Victor Daitz Chair wins $2.8 million Gilead grant

Professor Thumbi Ndung'u, Victor Daitz Chair for Tuberculosis and HIV at the University of KwaZulu-Natal (UKZN), has been awarded a $2,842,000 USD grant by Gilead Sciences for a project entitled “The FRESH study: Females Rising through Education, Support and Health (FRESH) Acute HIV Infection Cohort”.

This is a cut of the $22 million in 12 grants awarded by Gilead in January 2017, in support of HIV cure research. The affiliated projects will be conducted by leading academic institutions, non-profit organisations and community groups worldwide. They will focus on three key areas of research namely translational research, efficacy studies in animal models, and community perspectives of HIV cure.

Professor Ndung’u said he was very excited about the grant because, “The study will generate knowledge that will inform vaccine development and HIV cure strategies and as such, will help to advance African science and fight HIV/AIDS.”

“We will continue a programme that has been in existence for 3 years, identifying women with acute HIV infection, as early as possible following infection and following development of detectable viral load. Study participants are then started on antiretroviral therapy immediately. We want to measure the viral reservoir to see where the virus hides and understand why it is so difficult to cure HIV infection and examine whether early treatment can reduce the reservoir to an extent where it becomes easier to eradicate the virus completely.”
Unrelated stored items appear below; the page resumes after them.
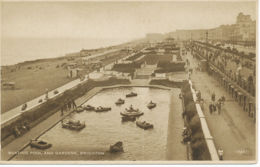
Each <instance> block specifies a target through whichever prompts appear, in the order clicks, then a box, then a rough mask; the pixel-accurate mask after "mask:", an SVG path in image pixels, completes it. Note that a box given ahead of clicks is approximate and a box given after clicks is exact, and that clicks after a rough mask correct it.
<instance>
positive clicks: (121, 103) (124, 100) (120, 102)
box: [115, 98, 125, 105]
mask: <svg viewBox="0 0 260 167" xmlns="http://www.w3.org/2000/svg"><path fill="white" fill-rule="evenodd" d="M115 103H116V105H121V104H124V103H125V100H123V99H121V98H119V99H118V100H117V101H116V102H115Z"/></svg>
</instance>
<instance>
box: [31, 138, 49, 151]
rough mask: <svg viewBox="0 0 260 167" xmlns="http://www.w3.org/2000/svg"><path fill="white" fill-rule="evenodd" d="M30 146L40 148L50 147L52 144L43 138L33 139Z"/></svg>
mask: <svg viewBox="0 0 260 167" xmlns="http://www.w3.org/2000/svg"><path fill="white" fill-rule="evenodd" d="M30 146H31V147H34V148H38V149H47V148H50V147H51V146H52V144H50V143H48V142H46V141H43V140H31V143H30Z"/></svg>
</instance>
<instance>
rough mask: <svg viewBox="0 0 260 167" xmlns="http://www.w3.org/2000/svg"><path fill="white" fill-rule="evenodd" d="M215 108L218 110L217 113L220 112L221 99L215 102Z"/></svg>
mask: <svg viewBox="0 0 260 167" xmlns="http://www.w3.org/2000/svg"><path fill="white" fill-rule="evenodd" d="M217 110H218V114H220V112H221V99H219V100H218V102H217Z"/></svg>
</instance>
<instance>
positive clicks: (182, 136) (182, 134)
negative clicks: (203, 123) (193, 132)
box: [181, 127, 191, 144]
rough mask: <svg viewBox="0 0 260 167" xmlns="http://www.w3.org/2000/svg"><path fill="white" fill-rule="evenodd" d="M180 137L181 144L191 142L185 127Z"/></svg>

He said that he and his colleagues would also study the transmitted founder virus. “We know from previous studies that there’s a bottleneck in transmission such that only a single virus species is transmitted and we want to understand the nature of this early transmitted virus.  We will also study immune responses against HIV to understand whether early treatment can improve the quality of immune responses to an extent where the immune responses can then eliminate the virus or control it for a long time without the need of antiretroviral drugs. The long-term goal is to see if early treatment can augment immune responses, which would be important for the development of an effective vaccine or achieve long-term viral suppression without drugs.”

The professor described his programme as unique in that it combined social empowerment and basic science. “We recruit high risk females, providing them with social services in the form of an empowerment curriculum, thereby reducing their vulnerability to acquiring HIV. Through education and the acquisition of relevant skills, we hope to mitigate some of the circumstances that put them at risk. At the same time, they are screened and if infected, we initiate an intervention -  to treat and help them, but also to answer pressing scientific questions that will lead to a vaccine or cure.”